Pada dasarnya, pendidikan seks mencakup segala sesuatu yang berkaitan dengan seksualitas manusia, seperti hubungan emosional dan tanggung jawab, anatomi seksual manusia, aktivitas seksual, reproduksi seksual, usia dewasa, kesehatan reproduksi, hak reproduksi, seks aman, kontrasepsi, dan pantang seksual. Pembahasan tentang persetujuan seksual tidak dapat dihindari, karena persetujuan seksual adalah kunci untuk hubungan seksual dan emosional yang sehat.
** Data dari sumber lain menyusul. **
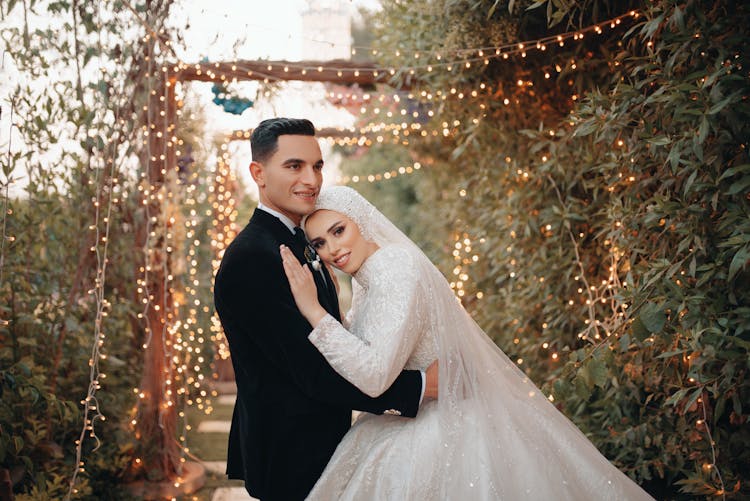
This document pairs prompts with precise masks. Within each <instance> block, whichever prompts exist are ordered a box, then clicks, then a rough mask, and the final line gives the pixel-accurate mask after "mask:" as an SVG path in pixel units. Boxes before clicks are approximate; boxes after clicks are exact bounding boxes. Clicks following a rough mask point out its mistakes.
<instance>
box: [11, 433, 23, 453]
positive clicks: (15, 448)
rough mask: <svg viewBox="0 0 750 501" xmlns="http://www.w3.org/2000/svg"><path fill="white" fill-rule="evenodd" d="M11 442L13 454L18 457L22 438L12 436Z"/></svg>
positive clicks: (22, 445) (21, 448)
mask: <svg viewBox="0 0 750 501" xmlns="http://www.w3.org/2000/svg"><path fill="white" fill-rule="evenodd" d="M12 441H13V448H14V449H15V454H16V455H18V454H19V453H20V452H21V451H22V450H23V438H21V437H19V436H18V435H13V438H12Z"/></svg>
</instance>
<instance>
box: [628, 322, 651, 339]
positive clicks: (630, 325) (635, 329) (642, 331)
mask: <svg viewBox="0 0 750 501" xmlns="http://www.w3.org/2000/svg"><path fill="white" fill-rule="evenodd" d="M630 330H631V332H632V333H633V336H634V337H635V338H636V339H637V340H639V341H643V340H644V339H646V338H647V337H648V336H649V335H650V333H649V331H648V329H647V328H646V326H645V325H644V324H643V321H642V320H641V317H637V318H635V319H634V320H633V323H632V324H630Z"/></svg>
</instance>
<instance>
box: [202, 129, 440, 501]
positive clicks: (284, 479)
mask: <svg viewBox="0 0 750 501" xmlns="http://www.w3.org/2000/svg"><path fill="white" fill-rule="evenodd" d="M314 136H315V128H314V127H313V124H312V123H311V122H310V121H309V120H304V119H302V120H300V119H288V118H273V119H269V120H264V121H263V122H261V123H260V125H258V127H257V128H256V129H255V131H254V132H253V135H252V137H251V139H250V141H251V148H252V155H253V161H252V163H251V164H250V172H251V174H252V176H253V179H254V180H255V182H256V184H257V185H258V190H259V193H260V203H259V204H258V208H257V209H256V210H255V213H254V214H253V216H252V218H251V219H250V222H249V223H248V225H247V226H246V227H245V228H244V229H243V230H242V232H240V234H239V235H237V237H236V238H235V239H234V241H233V242H232V243H231V244H230V245H229V247H227V249H226V252H225V253H224V257H223V259H222V262H221V266H220V268H219V271H218V273H217V274H216V280H215V283H214V302H215V305H216V311H217V312H218V314H219V318H220V319H221V323H222V326H223V328H224V333H225V334H226V337H227V340H228V341H229V349H230V352H231V355H232V365H233V366H234V371H235V377H236V381H237V402H236V403H235V407H234V415H233V416H232V428H231V431H230V435H229V457H228V459H227V475H228V476H229V478H236V479H243V480H244V481H245V487H246V488H247V491H248V492H249V493H250V494H251V495H252V496H255V497H256V498H259V499H262V500H264V501H266V500H296V499H304V498H305V496H307V494H308V493H309V492H310V490H311V489H312V487H313V485H314V484H315V482H316V481H317V479H318V478H319V477H320V475H321V473H322V472H323V469H324V468H325V466H326V463H327V462H328V460H329V459H330V458H331V456H332V455H333V451H334V450H335V449H336V446H337V445H338V443H339V441H340V440H341V438H342V437H343V436H344V434H345V433H346V432H347V430H348V429H349V426H350V424H351V410H352V409H358V410H362V411H366V412H370V413H374V414H383V413H387V414H396V415H401V416H405V417H414V416H415V415H416V414H417V410H418V408H419V404H420V401H421V399H422V394H423V392H424V397H425V398H428V397H429V398H432V397H436V396H437V395H436V386H437V378H436V371H435V374H434V375H433V371H432V370H428V373H429V377H428V378H427V379H425V376H424V374H422V373H420V372H419V371H403V372H402V373H401V375H400V376H399V377H398V379H396V381H395V382H394V383H393V385H392V386H391V387H390V389H388V390H387V391H386V392H385V393H384V394H383V395H381V396H380V397H378V398H370V397H368V396H366V395H365V394H363V393H362V392H360V391H359V390H358V389H357V388H356V387H354V386H353V385H351V384H350V383H349V382H347V381H346V380H345V379H344V378H342V377H341V376H339V375H338V374H337V373H336V372H335V371H334V370H333V369H332V368H331V366H329V365H328V363H327V362H326V360H325V358H323V356H322V355H321V354H320V353H319V352H318V351H317V350H316V349H315V347H314V346H313V345H312V344H311V343H310V342H309V341H308V340H307V335H308V334H309V333H310V332H311V331H312V327H311V326H310V324H309V323H308V322H307V321H306V320H305V318H304V317H303V316H302V314H300V312H299V310H298V309H297V307H296V305H295V302H294V298H293V296H292V294H291V291H290V289H289V283H288V281H287V279H286V275H285V274H284V269H283V267H282V261H281V256H280V253H279V246H280V245H281V244H284V245H286V246H287V247H289V248H290V249H292V251H293V252H294V254H295V255H296V256H297V258H298V259H299V261H300V263H304V262H305V261H306V252H305V247H306V244H305V241H304V235H303V234H302V233H301V230H300V229H299V228H298V227H299V225H300V221H301V219H302V217H303V216H304V215H306V214H309V213H310V212H312V211H313V208H314V206H315V200H316V199H317V196H318V192H319V190H320V187H321V184H322V181H323V175H322V169H323V159H322V155H321V152H320V147H319V146H318V142H317V139H316V138H315V137H314ZM314 275H315V280H316V283H317V286H318V299H319V300H320V304H321V305H322V306H323V307H324V308H325V309H326V310H327V311H328V312H329V313H330V314H331V315H333V316H334V317H336V318H337V319H340V313H339V308H338V300H337V297H336V290H335V288H334V286H333V282H332V280H331V277H330V275H329V274H328V271H327V270H326V268H325V266H324V267H322V270H321V271H320V272H315V273H314ZM423 387H424V389H423Z"/></svg>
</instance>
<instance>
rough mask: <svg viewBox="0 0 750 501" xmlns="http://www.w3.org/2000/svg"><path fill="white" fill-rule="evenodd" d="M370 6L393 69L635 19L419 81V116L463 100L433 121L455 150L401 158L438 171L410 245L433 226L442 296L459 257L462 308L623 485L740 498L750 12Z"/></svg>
mask: <svg viewBox="0 0 750 501" xmlns="http://www.w3.org/2000/svg"><path fill="white" fill-rule="evenodd" d="M384 4H385V11H384V13H383V14H382V15H379V18H380V19H382V20H383V21H382V23H379V25H378V36H377V37H376V41H375V42H374V45H377V44H381V45H380V46H379V48H380V52H381V53H382V54H384V56H383V62H384V63H386V64H389V65H397V64H399V63H401V64H403V59H399V57H395V56H394V55H393V54H394V53H395V49H396V48H397V47H398V49H399V50H400V51H401V53H406V54H410V53H411V51H419V52H420V53H421V54H422V57H423V59H427V58H429V57H430V54H434V53H438V52H440V53H442V54H450V53H452V54H459V55H460V54H461V52H460V51H458V52H456V51H457V50H458V49H461V48H467V47H477V48H479V47H493V46H498V45H502V44H505V43H508V42H515V41H518V40H533V39H536V38H539V37H541V36H545V35H547V34H549V33H550V32H551V33H561V32H564V31H569V30H576V29H581V28H584V27H586V26H590V25H593V24H595V23H601V22H602V21H604V20H606V19H609V18H612V17H615V16H618V15H620V14H625V13H628V12H630V11H631V10H636V11H637V12H638V13H639V16H638V17H637V18H632V17H629V18H628V19H627V20H624V21H622V23H621V24H619V25H616V26H614V28H610V27H609V26H608V25H603V24H602V28H603V30H602V31H603V33H602V34H595V33H594V32H587V33H586V35H585V36H584V38H583V40H582V41H578V42H575V41H569V42H568V43H566V44H565V46H564V47H559V46H557V45H556V44H550V45H549V47H548V50H546V51H545V52H542V51H534V50H529V51H528V55H527V56H526V57H520V56H518V55H517V56H515V57H512V58H510V59H509V60H503V59H502V58H497V59H491V60H490V61H489V62H488V63H487V64H481V61H480V64H472V65H470V66H467V65H456V66H457V68H456V69H454V70H453V71H452V73H449V72H437V71H436V72H432V73H427V74H421V75H420V77H419V79H418V81H417V83H416V86H417V87H416V89H413V91H412V92H413V94H414V95H416V96H419V95H420V93H422V92H423V91H424V92H426V93H427V94H428V95H429V94H432V95H435V94H436V91H437V90H442V91H443V92H446V91H448V92H450V89H451V88H455V89H457V91H459V92H463V94H464V95H465V96H466V97H465V98H463V99H459V98H457V97H456V95H457V93H456V94H454V95H452V98H451V99H447V100H438V101H435V100H433V101H430V102H429V103H430V104H429V106H431V107H432V109H433V110H434V111H435V118H434V119H433V120H432V121H431V122H429V123H428V124H427V127H428V128H429V127H432V128H437V129H439V130H442V129H446V130H449V131H450V134H448V135H446V136H444V137H442V138H441V139H440V140H437V141H436V140H427V139H425V140H423V142H421V143H417V145H416V146H413V147H412V151H413V152H415V153H416V154H417V156H418V157H419V159H420V160H422V162H423V163H427V161H429V162H430V168H429V169H424V170H423V171H422V172H421V173H420V174H419V175H418V176H419V178H418V179H419V181H418V182H415V183H414V192H415V193H416V198H417V200H418V202H417V206H416V207H417V209H419V210H414V207H412V208H411V209H410V212H409V213H408V214H411V215H412V216H411V217H413V218H415V221H412V222H410V223H409V224H410V225H411V226H414V227H419V224H420V221H430V222H429V225H430V227H431V228H433V229H434V231H433V234H432V244H433V245H432V247H431V248H432V249H433V251H432V254H433V257H435V258H436V259H438V260H439V259H442V260H443V264H444V270H445V271H446V275H447V276H448V277H449V279H450V280H456V279H457V277H454V276H453V275H452V270H453V269H454V266H455V265H456V260H457V259H459V260H460V259H464V258H465V257H466V256H464V255H461V256H459V257H458V258H454V257H453V256H451V253H450V251H452V249H453V247H452V243H453V241H454V240H455V239H456V235H457V234H458V235H461V236H460V237H459V238H461V239H463V238H464V237H467V238H468V241H470V242H471V245H470V247H471V250H470V252H469V254H475V255H477V256H478V258H479V259H478V261H477V262H475V263H474V262H471V261H468V264H467V266H466V267H465V269H466V275H468V280H466V284H465V286H464V287H465V289H466V291H467V294H466V295H465V296H464V297H463V300H464V303H465V304H466V306H467V308H469V309H470V310H471V311H472V313H473V315H474V317H475V318H476V319H477V320H478V322H479V323H480V324H481V325H482V326H483V327H484V328H485V329H486V330H487V332H488V333H489V334H490V335H491V336H492V337H493V338H494V339H495V340H496V342H497V343H498V344H499V346H500V347H501V348H502V349H503V350H504V351H506V353H508V354H509V355H510V356H511V357H512V358H513V359H514V360H516V361H517V363H518V364H519V366H520V367H521V368H522V369H524V370H525V371H526V372H527V373H529V374H530V375H531V376H532V378H533V379H534V380H535V381H536V382H537V383H538V384H540V385H542V386H543V387H544V388H545V390H546V391H547V393H548V394H550V395H551V399H553V401H554V402H555V403H556V404H557V405H558V406H559V407H560V408H561V410H563V411H564V412H565V413H566V414H567V415H568V416H569V417H570V418H571V419H572V420H573V421H574V422H575V423H576V424H577V425H578V426H579V427H580V428H581V429H582V430H584V432H585V433H586V434H587V435H588V436H589V437H590V438H591V439H592V440H593V441H594V443H595V444H596V445H597V446H598V448H599V449H600V450H601V451H602V452H603V453H604V454H605V455H606V456H607V457H609V458H610V459H611V460H612V461H613V462H614V463H615V464H617V465H618V466H619V467H620V468H621V469H622V470H623V471H625V472H627V473H628V474H629V475H631V476H632V477H633V478H635V479H636V480H637V481H638V482H640V483H641V484H642V485H644V487H646V488H647V489H648V490H649V491H650V492H652V494H654V495H655V496H656V497H657V498H666V499H692V498H694V497H696V496H703V495H726V496H727V497H728V498H736V499H741V498H743V497H746V496H748V495H750V487H748V485H747V482H748V481H749V480H750V478H748V476H747V472H748V471H750V467H749V462H750V453H749V452H748V451H750V427H748V424H747V420H748V416H749V415H750V411H749V410H748V409H749V408H750V385H749V383H748V382H747V380H748V378H747V372H748V369H749V368H750V363H749V360H750V359H749V358H748V347H750V344H749V343H750V289H748V287H747V284H748V283H750V270H749V269H748V260H749V259H750V217H749V216H750V195H748V193H749V192H750V159H749V158H748V149H747V148H748V137H749V134H748V132H749V130H748V129H749V127H750V108H749V107H748V104H749V103H748V95H749V93H750V85H749V82H750V79H748V70H750V61H748V38H747V34H746V28H745V27H746V26H748V25H750V15H749V11H748V6H747V5H746V4H745V3H744V2H731V1H715V2H714V1H712V2H708V1H688V2H675V1H671V0H661V1H656V2H607V1H579V2H565V3H561V2H556V1H552V0H549V1H544V0H542V1H539V2H536V3H532V2H521V1H516V2H514V1H511V2H497V1H462V0H443V1H435V2H429V3H427V4H425V3H424V2H409V1H393V2H384ZM464 54H466V56H465V57H466V58H467V60H468V59H469V58H470V57H472V56H473V57H476V51H474V52H465V53H464ZM454 57H455V56H454ZM545 74H548V75H549V78H547V77H546V76H545ZM400 76H403V75H398V74H397V75H396V78H398V77H400ZM482 84H484V87H481V85H482ZM487 88H490V89H491V92H489V93H488V92H486V91H485V89H487ZM472 90H475V91H478V92H477V97H475V98H470V94H471V91H472ZM488 94H489V95H488ZM421 95H423V96H424V94H421ZM506 99H507V101H506ZM441 136H442V134H441ZM388 182H390V183H393V182H395V181H388ZM385 183H386V182H384V183H383V184H385ZM436 222H437V223H436ZM425 224H428V223H425ZM438 226H442V231H440V230H439V229H438V228H436V227H438ZM446 242H447V245H446ZM440 243H443V245H444V247H443V249H444V250H445V251H448V252H435V251H434V250H435V249H440V245H439V244H440ZM461 273H463V271H462V272H461Z"/></svg>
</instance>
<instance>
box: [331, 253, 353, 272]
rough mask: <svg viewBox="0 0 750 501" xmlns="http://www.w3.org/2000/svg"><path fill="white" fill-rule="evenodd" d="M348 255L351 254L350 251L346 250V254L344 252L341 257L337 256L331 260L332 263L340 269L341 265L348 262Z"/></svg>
mask: <svg viewBox="0 0 750 501" xmlns="http://www.w3.org/2000/svg"><path fill="white" fill-rule="evenodd" d="M350 255H351V252H347V253H346V254H344V255H343V256H341V257H338V258H336V259H334V260H333V265H334V266H335V267H336V268H339V269H341V267H342V266H346V263H348V262H349V256H350Z"/></svg>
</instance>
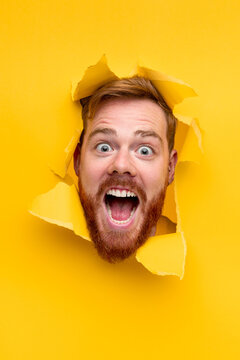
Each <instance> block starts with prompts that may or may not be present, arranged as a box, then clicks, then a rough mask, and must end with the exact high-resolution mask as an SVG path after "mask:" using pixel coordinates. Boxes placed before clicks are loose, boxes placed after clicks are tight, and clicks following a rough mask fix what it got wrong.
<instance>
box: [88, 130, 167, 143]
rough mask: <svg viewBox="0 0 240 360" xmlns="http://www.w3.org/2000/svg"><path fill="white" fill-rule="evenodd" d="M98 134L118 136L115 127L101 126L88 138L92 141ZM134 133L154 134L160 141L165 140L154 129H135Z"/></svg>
mask: <svg viewBox="0 0 240 360" xmlns="http://www.w3.org/2000/svg"><path fill="white" fill-rule="evenodd" d="M98 134H104V135H114V136H117V132H116V130H114V129H110V128H99V129H96V130H94V131H93V132H92V133H91V134H90V135H89V138H88V141H90V140H91V139H92V138H93V137H94V136H96V135H98ZM134 135H140V136H142V137H148V136H152V137H155V138H157V139H158V140H159V141H160V143H162V142H163V140H162V138H161V137H160V136H159V135H158V134H157V133H156V132H155V131H152V130H148V131H147V130H137V131H135V133H134Z"/></svg>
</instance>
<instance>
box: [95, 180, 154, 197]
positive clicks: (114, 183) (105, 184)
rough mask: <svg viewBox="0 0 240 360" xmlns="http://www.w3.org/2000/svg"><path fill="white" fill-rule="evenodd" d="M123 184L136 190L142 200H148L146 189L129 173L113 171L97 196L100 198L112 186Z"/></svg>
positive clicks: (99, 190)
mask: <svg viewBox="0 0 240 360" xmlns="http://www.w3.org/2000/svg"><path fill="white" fill-rule="evenodd" d="M114 186H121V187H123V188H124V187H125V188H127V189H128V190H129V191H132V192H134V193H135V194H136V195H137V196H138V197H139V198H141V200H142V202H143V203H145V202H146V201H147V195H146V192H145V190H144V189H143V188H142V187H141V186H140V185H139V184H137V182H136V181H135V180H134V179H133V178H132V176H131V175H128V174H122V175H120V174H118V173H113V174H112V175H110V176H109V177H108V178H107V179H106V180H104V181H103V182H102V183H101V184H100V185H99V187H98V191H97V198H100V197H101V195H102V194H103V193H105V192H106V191H107V190H108V189H109V188H110V187H114Z"/></svg>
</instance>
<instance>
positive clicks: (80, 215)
mask: <svg viewBox="0 0 240 360" xmlns="http://www.w3.org/2000/svg"><path fill="white" fill-rule="evenodd" d="M29 212H30V213H31V214H32V215H34V216H37V217H39V218H40V219H42V220H45V221H47V222H50V223H52V224H56V225H58V226H62V227H65V228H67V229H70V230H73V231H74V233H75V234H76V235H79V236H81V237H82V238H83V239H86V240H90V236H89V234H88V230H87V225H86V221H85V217H84V212H83V208H82V205H81V203H80V200H79V195H78V191H77V189H76V187H75V185H68V184H66V183H64V182H62V181H60V182H58V183H57V185H56V186H55V187H54V188H53V189H52V190H50V191H48V192H47V193H45V194H42V195H39V196H37V197H36V198H35V199H34V200H33V202H32V204H31V205H30V208H29Z"/></svg>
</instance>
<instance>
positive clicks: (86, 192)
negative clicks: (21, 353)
mask: <svg viewBox="0 0 240 360" xmlns="http://www.w3.org/2000/svg"><path fill="white" fill-rule="evenodd" d="M166 134H167V122H166V117H165V114H164V112H163V110H162V109H161V108H160V107H159V106H158V105H157V104H156V103H155V102H153V101H151V100H150V99H135V98H130V99H127V98H121V99H110V100H107V101H105V102H103V103H102V104H100V106H99V107H98V109H97V111H96V113H95V116H94V119H93V120H91V121H89V123H88V126H87V129H86V133H85V135H84V140H83V144H82V148H81V153H80V154H77V156H76V155H75V169H76V172H77V174H78V175H79V194H80V199H81V202H82V205H83V208H84V210H85V215H86V220H87V223H88V228H89V231H90V236H91V238H92V240H93V241H94V243H95V245H96V248H97V250H98V252H99V254H100V255H101V256H102V257H104V258H105V259H107V260H109V261H111V262H115V261H117V260H122V259H124V258H126V257H128V256H130V255H131V254H132V253H133V252H135V250H136V249H137V248H138V247H139V246H140V245H142V244H143V243H144V241H145V240H146V239H147V238H148V237H149V236H151V235H154V233H155V226H156V222H157V220H158V218H159V217H160V215H161V210H162V206H163V202H164V197H165V191H166V187H167V185H168V183H169V182H171V181H172V178H173V174H174V167H175V163H176V152H175V150H174V151H172V153H171V154H170V155H169V151H168V142H167V136H166Z"/></svg>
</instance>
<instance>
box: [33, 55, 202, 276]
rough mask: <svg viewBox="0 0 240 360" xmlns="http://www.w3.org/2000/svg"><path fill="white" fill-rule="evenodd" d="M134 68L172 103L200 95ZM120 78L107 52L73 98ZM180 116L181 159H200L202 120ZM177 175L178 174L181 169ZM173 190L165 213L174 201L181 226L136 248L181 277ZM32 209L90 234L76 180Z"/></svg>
mask: <svg viewBox="0 0 240 360" xmlns="http://www.w3.org/2000/svg"><path fill="white" fill-rule="evenodd" d="M132 74H133V75H139V76H145V77H147V78H149V79H150V80H151V81H152V82H153V84H154V85H155V86H156V88H157V89H158V90H159V91H160V92H161V94H162V96H163V97H164V98H165V100H166V102H167V103H168V104H169V106H170V107H171V108H174V106H175V105H176V104H178V103H180V102H181V101H182V100H183V99H185V98H187V97H191V96H196V93H195V92H194V90H193V89H192V88H191V87H190V86H189V85H188V84H185V83H184V82H183V81H181V80H178V79H175V78H173V77H169V76H167V75H165V74H162V73H160V72H157V71H154V70H151V69H148V68H146V67H142V66H137V69H136V71H133V72H132V73H131V74H130V75H132ZM126 76H127V75H126ZM118 78H119V77H118V76H117V75H116V74H114V73H113V72H112V71H111V69H110V68H109V66H108V64H107V59H106V56H103V57H102V58H101V59H100V60H99V62H98V63H97V64H96V65H93V66H90V67H89V68H88V69H87V70H86V71H85V72H84V75H83V77H82V79H81V80H79V81H75V82H74V83H73V86H72V99H73V100H74V101H77V100H79V99H81V98H82V97H86V96H90V95H91V94H92V93H93V92H94V91H95V90H96V89H97V88H99V87H100V86H102V85H104V84H105V83H107V82H109V81H111V80H114V79H118ZM176 116H177V118H178V120H179V121H180V123H182V124H183V126H184V130H183V131H182V133H181V134H180V136H179V139H178V142H179V144H180V145H179V146H180V149H178V151H179V162H180V161H194V162H198V161H199V159H200V154H201V150H202V148H201V133H200V130H199V128H198V125H197V123H196V121H195V120H194V119H192V118H189V117H186V116H181V115H176ZM78 138H79V131H78V129H76V131H75V135H73V137H72V138H71V141H70V142H69V144H68V146H67V147H66V148H65V153H66V159H65V162H64V163H62V164H59V160H58V159H56V163H55V166H53V170H54V172H56V173H57V174H58V175H61V176H64V174H66V172H67V169H68V166H69V163H70V160H71V157H72V154H73V151H74V149H75V147H76V144H77V140H78ZM183 138H184V139H183ZM57 169H60V171H57ZM176 176H178V172H177V169H176ZM73 182H74V180H73ZM174 192H175V194H174ZM174 192H172V194H171V195H170V196H169V195H167V197H166V201H171V204H170V206H168V207H167V206H165V207H164V211H163V215H165V216H168V213H172V212H174V208H175V204H176V210H175V211H176V216H177V231H178V232H177V233H173V234H169V235H166V233H169V232H170V231H166V232H165V234H164V235H160V236H159V234H158V235H156V236H155V237H152V238H150V239H148V240H147V241H146V243H145V245H144V246H142V247H141V248H140V249H139V250H138V251H137V253H136V258H137V260H138V261H139V262H140V263H142V265H143V266H145V267H146V268H147V269H148V270H149V271H151V272H152V273H154V274H157V275H176V276H178V277H179V278H180V279H182V278H183V275H184V267H185V257H186V243H185V239H184V231H183V229H182V228H181V225H180V222H181V220H180V218H181V216H180V213H179V209H178V205H177V197H176V190H174ZM173 197H174V199H173ZM169 208H170V209H171V210H169ZM30 212H31V213H32V214H33V215H35V216H38V217H40V218H41V219H43V220H45V221H48V222H50V223H53V224H56V225H59V226H63V227H66V228H68V229H70V230H73V231H74V232H75V234H76V235H79V236H81V237H82V238H84V239H88V240H89V234H88V231H87V227H86V221H85V218H84V213H83V209H82V207H81V204H80V201H79V197H78V193H77V189H76V188H75V186H74V185H67V184H65V183H64V182H59V183H58V184H57V185H56V187H55V188H54V189H52V190H51V191H49V192H48V193H46V194H43V195H40V196H38V197H37V198H36V199H35V201H34V202H33V204H32V206H31V207H30ZM170 217H171V216H170ZM173 217H174V216H173ZM160 222H161V219H160Z"/></svg>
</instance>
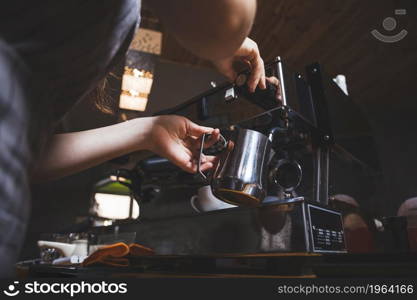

Unicef, misalnya, meluncurkan program Better Reproductive Health and Rights for All in Indonesia atau BERANI, bekerja sama dengan pemerintah Kanada dan Bappenas. Komisi Perlindungan Anak Indonesia pada tahun 2018 mendorong pendidikan kesehatan reproduksi untuk siswa taman kanak-kanak hingga sekolah menengah atas di Indonesia. Meski namanya berbeda, isinya adalah pendidikan seks.

Di lingkungan kerja, pemberantasan pelecehan seksual dapat dimulai dari kebijakan perusahaan. Alvin Tanthio, human resources professional di sebuah perusahaan FMCG global, mengatakan, “Kami memiliki departemen etika dan kepatuhan yang menangani kasus pelecehan dan penyerangan seksual. Biasanya, ketika ada kejadian seperti itu, pelakunya akan dipanggil untuk 'disidang,’ tapi kami butuh laporan korban.”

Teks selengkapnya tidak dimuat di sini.